Le tribunal judiciaire de Toulouse, statuant en matière commerciale, a rendu un jugement le 2 octobre 2025. Une société par actions simplifiée unipersonnelle a sollicité sa propre liquidation judiciaire. Le tribunal a constaté l’état de cessation des paiements et ouvert une liquidation judiciaire simplifiée. Il a fixé la date de cessation des paiements au jour du jugement et désigné les organes de la procédure. La décision soulève la question de la caractérisation de la cessation des paiements avec un actif disponible inexistant. Elle interroge également sur la fixation provisoire de la date de cessation des paiements par le juge.
La caractérisation de la cessation des paiements par l’insuffisance d’actif
L’appréciation de l’impossibilité de faire face au passif exigible. Le tribunal retient l’état de cessation des paiements en se fondant sur les déclarations du débiteur. Le passif exigible s’élève à environ mille euros tandis que l’actif disponible est inexistant. « Il ressort des explications fournies et des documents versés que la SASu [U] Corp est dans l’impossibilité de faire face à son passif exigible avec son actif disponible, et se trouve donc en état de cessation des paiements. » (Motifs). La cessation des paiements est ainsi établie par la simple comparaison entre le passif exigible et l’actif disponible immédiatement mobilisable.

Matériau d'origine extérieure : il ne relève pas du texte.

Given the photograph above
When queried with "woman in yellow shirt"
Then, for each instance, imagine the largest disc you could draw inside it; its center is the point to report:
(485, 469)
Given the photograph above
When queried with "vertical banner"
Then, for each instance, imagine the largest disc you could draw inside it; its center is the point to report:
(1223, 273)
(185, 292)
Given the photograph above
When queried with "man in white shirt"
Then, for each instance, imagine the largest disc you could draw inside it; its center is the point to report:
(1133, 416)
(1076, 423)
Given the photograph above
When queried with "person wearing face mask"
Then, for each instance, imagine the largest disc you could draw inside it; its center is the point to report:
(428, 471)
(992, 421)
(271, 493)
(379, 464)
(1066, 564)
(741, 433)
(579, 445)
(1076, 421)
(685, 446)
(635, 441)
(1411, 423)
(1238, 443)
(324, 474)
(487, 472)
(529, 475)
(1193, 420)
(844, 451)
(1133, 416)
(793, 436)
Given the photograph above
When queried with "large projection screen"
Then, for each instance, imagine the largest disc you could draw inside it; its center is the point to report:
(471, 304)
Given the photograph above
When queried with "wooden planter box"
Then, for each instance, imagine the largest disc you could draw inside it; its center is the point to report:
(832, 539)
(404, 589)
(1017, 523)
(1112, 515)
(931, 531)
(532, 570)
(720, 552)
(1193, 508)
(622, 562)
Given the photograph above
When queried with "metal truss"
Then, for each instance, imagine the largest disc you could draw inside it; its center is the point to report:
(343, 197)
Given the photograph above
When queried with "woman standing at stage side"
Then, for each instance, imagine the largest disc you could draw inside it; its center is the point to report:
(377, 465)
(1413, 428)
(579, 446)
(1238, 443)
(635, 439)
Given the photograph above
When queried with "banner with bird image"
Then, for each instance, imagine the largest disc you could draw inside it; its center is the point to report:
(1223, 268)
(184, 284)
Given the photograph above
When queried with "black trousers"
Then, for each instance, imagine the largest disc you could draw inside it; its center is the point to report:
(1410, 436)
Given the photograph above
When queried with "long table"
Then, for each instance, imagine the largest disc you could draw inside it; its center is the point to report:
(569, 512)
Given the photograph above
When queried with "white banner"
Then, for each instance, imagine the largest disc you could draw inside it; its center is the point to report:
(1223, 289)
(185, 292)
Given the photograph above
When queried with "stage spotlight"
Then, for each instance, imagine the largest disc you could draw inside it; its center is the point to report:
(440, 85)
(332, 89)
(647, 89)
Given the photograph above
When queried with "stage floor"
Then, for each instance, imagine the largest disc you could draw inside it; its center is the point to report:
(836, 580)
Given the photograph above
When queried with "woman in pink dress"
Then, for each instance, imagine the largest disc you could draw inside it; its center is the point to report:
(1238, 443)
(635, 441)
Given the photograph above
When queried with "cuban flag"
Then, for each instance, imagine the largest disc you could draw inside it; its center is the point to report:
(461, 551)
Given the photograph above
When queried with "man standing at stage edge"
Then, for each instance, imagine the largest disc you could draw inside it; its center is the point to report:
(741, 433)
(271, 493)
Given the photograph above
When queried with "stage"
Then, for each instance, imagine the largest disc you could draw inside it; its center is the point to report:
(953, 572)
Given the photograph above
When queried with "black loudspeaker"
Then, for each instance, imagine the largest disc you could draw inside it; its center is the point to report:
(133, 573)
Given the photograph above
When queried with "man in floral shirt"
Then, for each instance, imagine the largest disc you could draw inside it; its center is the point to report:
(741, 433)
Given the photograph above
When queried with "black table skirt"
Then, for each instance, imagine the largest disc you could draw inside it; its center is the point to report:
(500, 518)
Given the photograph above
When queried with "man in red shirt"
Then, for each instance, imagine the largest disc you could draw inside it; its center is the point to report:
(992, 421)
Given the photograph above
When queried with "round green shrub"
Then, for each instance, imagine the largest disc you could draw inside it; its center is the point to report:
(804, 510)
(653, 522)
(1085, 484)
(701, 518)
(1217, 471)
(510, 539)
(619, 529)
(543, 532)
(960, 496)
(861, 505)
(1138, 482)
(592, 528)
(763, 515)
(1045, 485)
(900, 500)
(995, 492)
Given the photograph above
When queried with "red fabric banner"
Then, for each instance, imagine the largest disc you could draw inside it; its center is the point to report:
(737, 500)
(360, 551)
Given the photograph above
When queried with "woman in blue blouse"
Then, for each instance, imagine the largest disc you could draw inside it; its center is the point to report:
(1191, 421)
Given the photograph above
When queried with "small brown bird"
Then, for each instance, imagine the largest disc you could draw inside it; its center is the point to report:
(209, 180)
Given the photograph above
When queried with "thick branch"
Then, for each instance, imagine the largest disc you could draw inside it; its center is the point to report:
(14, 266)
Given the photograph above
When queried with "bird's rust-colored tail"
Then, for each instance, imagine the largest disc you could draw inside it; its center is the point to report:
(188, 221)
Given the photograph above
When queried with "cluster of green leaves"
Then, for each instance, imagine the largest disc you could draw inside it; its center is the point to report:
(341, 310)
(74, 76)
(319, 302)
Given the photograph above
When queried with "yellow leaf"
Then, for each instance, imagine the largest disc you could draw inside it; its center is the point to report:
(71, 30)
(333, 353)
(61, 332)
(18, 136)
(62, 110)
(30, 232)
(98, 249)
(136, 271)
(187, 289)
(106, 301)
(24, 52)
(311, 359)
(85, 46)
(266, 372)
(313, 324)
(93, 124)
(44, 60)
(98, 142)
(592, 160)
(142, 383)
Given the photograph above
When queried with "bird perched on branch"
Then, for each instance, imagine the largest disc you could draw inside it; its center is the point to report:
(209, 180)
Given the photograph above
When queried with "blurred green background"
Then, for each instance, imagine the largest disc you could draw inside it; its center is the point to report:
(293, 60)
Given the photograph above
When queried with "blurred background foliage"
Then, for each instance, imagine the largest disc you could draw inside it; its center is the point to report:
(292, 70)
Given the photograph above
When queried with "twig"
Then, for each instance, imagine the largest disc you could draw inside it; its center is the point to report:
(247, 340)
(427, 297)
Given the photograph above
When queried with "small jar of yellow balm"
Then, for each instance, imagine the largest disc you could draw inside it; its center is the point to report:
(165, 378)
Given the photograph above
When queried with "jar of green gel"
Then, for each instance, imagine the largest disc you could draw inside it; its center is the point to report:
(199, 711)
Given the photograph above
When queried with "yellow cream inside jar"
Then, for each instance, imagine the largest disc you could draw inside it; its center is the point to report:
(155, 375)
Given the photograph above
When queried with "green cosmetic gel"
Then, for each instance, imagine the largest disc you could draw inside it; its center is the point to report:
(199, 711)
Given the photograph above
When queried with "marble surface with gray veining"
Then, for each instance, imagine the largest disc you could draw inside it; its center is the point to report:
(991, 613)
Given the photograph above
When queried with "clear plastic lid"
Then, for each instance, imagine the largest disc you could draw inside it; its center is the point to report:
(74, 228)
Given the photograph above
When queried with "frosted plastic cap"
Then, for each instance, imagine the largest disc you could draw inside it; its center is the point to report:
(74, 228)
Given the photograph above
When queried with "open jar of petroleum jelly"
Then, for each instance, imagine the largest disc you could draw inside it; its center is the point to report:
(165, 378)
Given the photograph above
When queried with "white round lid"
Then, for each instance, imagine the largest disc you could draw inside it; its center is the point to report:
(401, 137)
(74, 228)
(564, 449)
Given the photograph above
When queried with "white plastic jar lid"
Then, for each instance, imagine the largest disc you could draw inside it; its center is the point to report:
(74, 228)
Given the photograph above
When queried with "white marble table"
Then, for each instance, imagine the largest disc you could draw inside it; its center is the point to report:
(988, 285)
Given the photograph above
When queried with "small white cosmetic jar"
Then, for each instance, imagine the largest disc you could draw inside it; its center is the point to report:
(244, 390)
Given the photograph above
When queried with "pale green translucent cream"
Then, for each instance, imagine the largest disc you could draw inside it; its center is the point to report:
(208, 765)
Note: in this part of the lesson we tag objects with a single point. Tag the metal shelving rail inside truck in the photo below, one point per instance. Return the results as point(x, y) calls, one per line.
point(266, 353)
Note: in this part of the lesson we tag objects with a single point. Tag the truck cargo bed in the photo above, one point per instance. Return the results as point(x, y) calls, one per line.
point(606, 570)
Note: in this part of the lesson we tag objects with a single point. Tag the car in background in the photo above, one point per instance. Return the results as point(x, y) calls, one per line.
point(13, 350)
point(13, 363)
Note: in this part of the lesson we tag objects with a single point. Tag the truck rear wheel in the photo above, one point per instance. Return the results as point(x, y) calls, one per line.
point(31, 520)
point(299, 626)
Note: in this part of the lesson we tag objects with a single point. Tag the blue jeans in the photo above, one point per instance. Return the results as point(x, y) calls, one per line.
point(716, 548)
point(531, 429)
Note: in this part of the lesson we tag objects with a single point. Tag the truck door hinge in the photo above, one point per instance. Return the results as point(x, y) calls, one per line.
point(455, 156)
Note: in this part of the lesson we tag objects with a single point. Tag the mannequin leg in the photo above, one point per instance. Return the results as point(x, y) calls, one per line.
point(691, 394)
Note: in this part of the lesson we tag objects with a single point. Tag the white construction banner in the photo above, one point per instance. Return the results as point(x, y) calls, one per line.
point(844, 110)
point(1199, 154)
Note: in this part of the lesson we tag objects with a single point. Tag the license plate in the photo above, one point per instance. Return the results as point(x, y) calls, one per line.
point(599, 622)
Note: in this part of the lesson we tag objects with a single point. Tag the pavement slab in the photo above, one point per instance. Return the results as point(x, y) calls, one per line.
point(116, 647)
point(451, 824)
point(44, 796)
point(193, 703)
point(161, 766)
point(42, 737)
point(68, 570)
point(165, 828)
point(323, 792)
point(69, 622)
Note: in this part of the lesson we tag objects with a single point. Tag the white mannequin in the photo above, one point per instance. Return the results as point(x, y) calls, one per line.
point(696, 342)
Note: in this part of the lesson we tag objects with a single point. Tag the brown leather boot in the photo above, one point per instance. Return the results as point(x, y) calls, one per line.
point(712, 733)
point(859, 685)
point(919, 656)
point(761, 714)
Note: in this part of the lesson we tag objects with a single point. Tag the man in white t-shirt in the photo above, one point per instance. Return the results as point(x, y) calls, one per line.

La portée de cette appréciation confirme une jurisprudence constante et exigeante. La solution est conforme à la définition légale de l’article L. 631-1 du code de commerce. Elle rejoint une décision antérieure qui constatait également l’insuffisance d’actif. « Attendu qu’il résulte des informations recueillies par le Tribunal et des pièces produites que l’entreprise se trouve dans l’impossibilité de faire face à son passif exigible échu de 4.914,00 euros avec son actif disponible en banque de 2.618,00 euros justifiant une insuffisance d’actif de 2.296,00 euros et ainsi un état de cessation des paiements avéré » (Tribunal de commerce de commerce de Lille Métropole, le 16 juin 2025, n°2025012176). La Cour de cassation rappelle aussi que l’absence de réserve de crédit peut caractériser cet état. « qu’en l’état du refus de la société Vert Marine de poursuivre son soutien financier, la société débitrice ne dispose d’aucune réserve de crédit lui permettant de faire face à son passif exigible et se trouve en état de cessation des paiements » (Cass. Chambre commerciale financière et économique, le 15 novembre 2017, n°16-19.690). Le juge vérifie donc scrupuleusement l’impossibilité de faire face au passif exigible.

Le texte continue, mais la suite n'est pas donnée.